La ville morte / épisode 15 – Regards, regards

Titre en image : Regards, regards

Il y a des airs de vacances scolaires dans la ville morte. Des bandes de gamins traînent dans les rayons de soleil de la fin d'après midi. Tous sont habillés avec soin : la sacoche répond aux chaussures, la casquette à la veste.

Les deux frères ont les mêmes chaussures, des requins noires. Ils claquent la porte d'une Renault bleu flic. Ils disent “à ce soir” en sortant, une bouteille d'oasis à la main. Leur tenue est presque identique : haut noir, bas bleu foncé. Ils avancent vers la gare TER avec les pieds en canard. Ils accentuent un peu leur démarche, ils découvrent qu'on les regarde.

Les petits n'imitent pas les adultes. Leurs goûts ont la saveur particulière de la sortie de l'enfance. Leur langage se lit subtilement dans les plis du tee shirt, juste un peu rentré dans le pantalon, l'angle du bob ou la hauteur de la sacoche. Leur corps commence à raconter une histoire et ils essaient désespérément de la maîtriser. Comme les réalisateurs d'une série de sitcoms, ils tentent maladroitement de dire quelque chose, ils ne savent pas vraiment à qui.

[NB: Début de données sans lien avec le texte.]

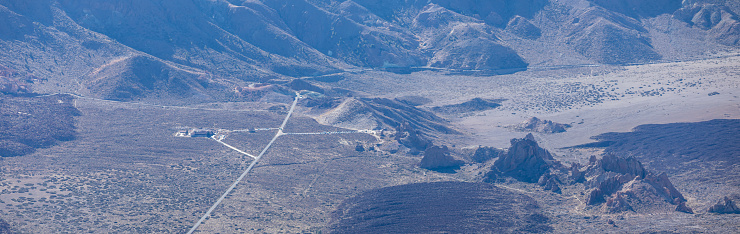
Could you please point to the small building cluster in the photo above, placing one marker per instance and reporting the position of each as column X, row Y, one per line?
column 195, row 132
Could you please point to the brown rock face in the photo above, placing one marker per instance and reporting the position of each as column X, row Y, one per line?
column 439, row 159
column 483, row 154
column 525, row 161
column 623, row 184
column 725, row 206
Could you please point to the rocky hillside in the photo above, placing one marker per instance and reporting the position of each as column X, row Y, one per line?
column 207, row 47
column 29, row 123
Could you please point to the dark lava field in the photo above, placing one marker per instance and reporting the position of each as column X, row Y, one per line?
column 369, row 116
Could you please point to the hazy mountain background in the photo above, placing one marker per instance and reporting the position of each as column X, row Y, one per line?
column 197, row 49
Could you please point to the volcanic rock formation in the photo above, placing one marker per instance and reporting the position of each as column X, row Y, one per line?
column 28, row 123
column 524, row 161
column 726, row 205
column 622, row 184
column 440, row 207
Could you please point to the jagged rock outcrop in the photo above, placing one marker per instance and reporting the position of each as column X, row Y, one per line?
column 438, row 158
column 726, row 205
column 525, row 161
column 550, row 182
column 484, row 153
column 622, row 184
column 30, row 123
column 535, row 124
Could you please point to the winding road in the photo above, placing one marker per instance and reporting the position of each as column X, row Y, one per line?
column 244, row 174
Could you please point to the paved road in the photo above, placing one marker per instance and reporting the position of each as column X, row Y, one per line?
column 244, row 174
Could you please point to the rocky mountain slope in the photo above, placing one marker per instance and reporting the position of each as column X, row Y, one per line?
column 210, row 47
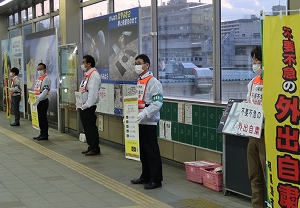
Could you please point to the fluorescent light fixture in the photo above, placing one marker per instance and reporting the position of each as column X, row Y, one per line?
column 5, row 2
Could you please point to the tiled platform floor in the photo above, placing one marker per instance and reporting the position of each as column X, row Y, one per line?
column 54, row 173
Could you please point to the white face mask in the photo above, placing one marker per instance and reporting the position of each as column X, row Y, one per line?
column 83, row 67
column 257, row 69
column 138, row 69
column 41, row 72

C'est le début du ramadan, le début du semi-confinement, et pendant quelques semaines, la ville appartient aux gamins. Il y a un côté Sa majesté les mouches : les petits qui ne sont pas touchés par la maladie sont enfermés dehors. Il n'y a pas d'école, pas de centres aérés, pas de centres sociaux. Juste la ville, les parcs et les parents qui s'organisent comme elles peuvent. Dans les petites bandes de gamins, on se regarde, on ne fait que se regarder.

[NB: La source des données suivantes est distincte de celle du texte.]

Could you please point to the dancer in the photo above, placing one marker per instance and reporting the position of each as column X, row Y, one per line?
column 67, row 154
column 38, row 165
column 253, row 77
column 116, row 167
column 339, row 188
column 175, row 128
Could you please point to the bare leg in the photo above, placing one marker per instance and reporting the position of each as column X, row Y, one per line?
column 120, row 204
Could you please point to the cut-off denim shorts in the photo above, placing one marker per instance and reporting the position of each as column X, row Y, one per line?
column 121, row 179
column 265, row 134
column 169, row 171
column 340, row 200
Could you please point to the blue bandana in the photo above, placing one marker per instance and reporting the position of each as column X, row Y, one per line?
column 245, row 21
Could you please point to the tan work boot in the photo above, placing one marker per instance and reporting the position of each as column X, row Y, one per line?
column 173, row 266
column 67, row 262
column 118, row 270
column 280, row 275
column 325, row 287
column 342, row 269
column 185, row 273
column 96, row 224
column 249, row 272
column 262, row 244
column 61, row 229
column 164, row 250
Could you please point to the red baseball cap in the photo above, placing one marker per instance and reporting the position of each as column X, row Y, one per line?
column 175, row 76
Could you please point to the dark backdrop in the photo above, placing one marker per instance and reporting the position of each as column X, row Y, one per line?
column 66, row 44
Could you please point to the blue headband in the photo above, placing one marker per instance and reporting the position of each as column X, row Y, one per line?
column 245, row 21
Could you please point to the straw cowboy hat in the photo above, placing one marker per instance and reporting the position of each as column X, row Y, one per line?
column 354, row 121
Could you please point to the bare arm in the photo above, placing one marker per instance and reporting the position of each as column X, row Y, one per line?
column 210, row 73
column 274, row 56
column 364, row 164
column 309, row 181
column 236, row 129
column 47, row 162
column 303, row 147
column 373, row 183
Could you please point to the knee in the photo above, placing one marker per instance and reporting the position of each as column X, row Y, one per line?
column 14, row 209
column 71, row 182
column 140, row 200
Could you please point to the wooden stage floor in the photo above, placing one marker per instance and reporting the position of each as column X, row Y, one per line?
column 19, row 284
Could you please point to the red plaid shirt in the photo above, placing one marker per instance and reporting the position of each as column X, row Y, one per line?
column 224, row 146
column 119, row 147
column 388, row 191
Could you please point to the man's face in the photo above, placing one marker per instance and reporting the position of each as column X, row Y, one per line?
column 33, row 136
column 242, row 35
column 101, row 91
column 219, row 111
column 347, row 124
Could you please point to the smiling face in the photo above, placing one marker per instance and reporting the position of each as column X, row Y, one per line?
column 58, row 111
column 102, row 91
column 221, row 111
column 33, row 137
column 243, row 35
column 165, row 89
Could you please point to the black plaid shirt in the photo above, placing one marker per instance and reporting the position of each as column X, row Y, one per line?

Elle a des bagues aux dents et quand elle rit, elle met sa main devant sa bouche. Ses bagues sont transparentes et ses dents alignées. Ses cheveux sont lissés avec soin et tenus par un élastique de couleur. Tout est tenu. On lisse à cet âge. Rien ne doit accrocher le regard.

Les gamins ne savent pas à qui ils parlent quand ils réfléchissent à l'angle de la casquette. C'est long, très long, à découvrir.